That's right -- when he was governor, back in 1969-70. 

Back then, there had been lots of student protests and even a few incidents that led to the police using tear gas and clubs. Student riot was the colloquialism for demonstrations based on political speech and on the escalating war in Viet Nam. At the time, it appeared that California, if not necessarily the whole United States, was entering into a period in which student demonstrations would become more and more a part of society in general. Students closed down college administration buildings and whole campuses. Rebellious groups predicted that their movement would force needed changes not only in universities, but in society as a whole. The Peoples' Park rebellion in Berkeley led to prolonged strife, including violence between police and students. 

In response to the violence that had been and was yet to be, Reagan famously remarked, "If it takes a bloodbath, let's get it over with. No more appeasement." Reagan was not willing to acquiesce in what he saw as extortion over either public facilities or public policy. In his mind, you could not just close down a public resource because you had an ideological gripe. 

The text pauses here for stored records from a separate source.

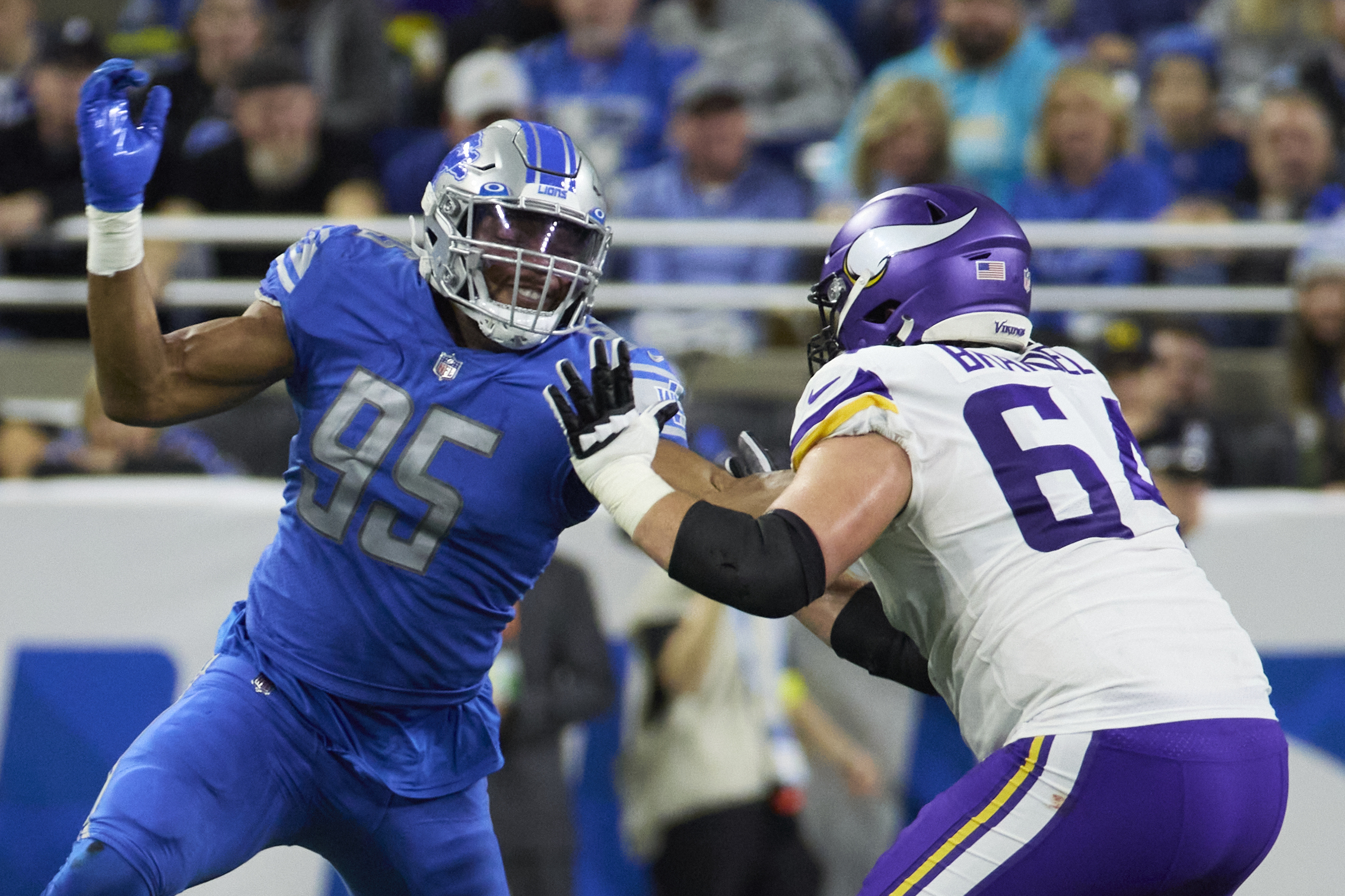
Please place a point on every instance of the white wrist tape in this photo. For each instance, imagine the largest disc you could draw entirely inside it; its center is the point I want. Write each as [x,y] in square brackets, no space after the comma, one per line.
[628,488]
[116,242]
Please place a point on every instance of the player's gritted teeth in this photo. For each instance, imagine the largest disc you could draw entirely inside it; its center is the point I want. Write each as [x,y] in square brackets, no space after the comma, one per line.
[552,249]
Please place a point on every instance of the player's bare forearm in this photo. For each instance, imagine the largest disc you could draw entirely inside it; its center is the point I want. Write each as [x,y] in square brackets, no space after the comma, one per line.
[819,616]
[698,480]
[692,474]
[150,379]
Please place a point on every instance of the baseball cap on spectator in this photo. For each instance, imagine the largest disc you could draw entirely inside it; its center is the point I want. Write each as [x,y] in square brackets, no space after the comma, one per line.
[486,81]
[1321,257]
[705,92]
[269,69]
[73,44]
[1181,41]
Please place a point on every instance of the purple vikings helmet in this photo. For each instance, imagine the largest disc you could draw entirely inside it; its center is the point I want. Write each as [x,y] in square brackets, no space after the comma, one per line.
[927,264]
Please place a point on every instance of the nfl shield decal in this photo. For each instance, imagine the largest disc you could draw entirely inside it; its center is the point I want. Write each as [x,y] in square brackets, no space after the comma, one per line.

Perhaps you may have recognized a philosophical similarity between 1960s students and today's Republican congress. The students were headstrong, convinced of the rightness of their cause, and unwilling to engage in the kind of back-and-forth that negotiation requires. The students, not being trained troops, could just barely close down a small piece of publicly owned land in Berkeley. But if they could have, they would have closed down the whole United States government. Radical organizers pretty well said as much in public meetings all over the country. 

Twice now since the 1990s, we've seen that same attitude in a high place. A small group of people got together and forced the closure of the U.S. government. We call that group the Republican Party. Newt Gingrich was the early pioneer of this tactic in the years 1995-96 of the first Clinton presidency. We saw it again during October of 2013, in the fifth year of Obama's presidency. 

In each case, we saw a self-selected and extremely self-righteous group insist on imposing its own ideology on the rest of the country. In the latter case, the congressional Republicans decided that their ideological pursuits outweighed the benefits of maintaining the national government. 

"Shut it down" said the student radicals. 

"SHUT IT DOWN" said congressional Republicans. Shut it down, indeed. 

Looking back to the earlier events, it is obvious that Reagan had an overly circumscribed view of student thought. He was biased and narrow. But he was effective in maintaining some semblance of public order in the governmental setting. He did that by calling his opponents' bluff. 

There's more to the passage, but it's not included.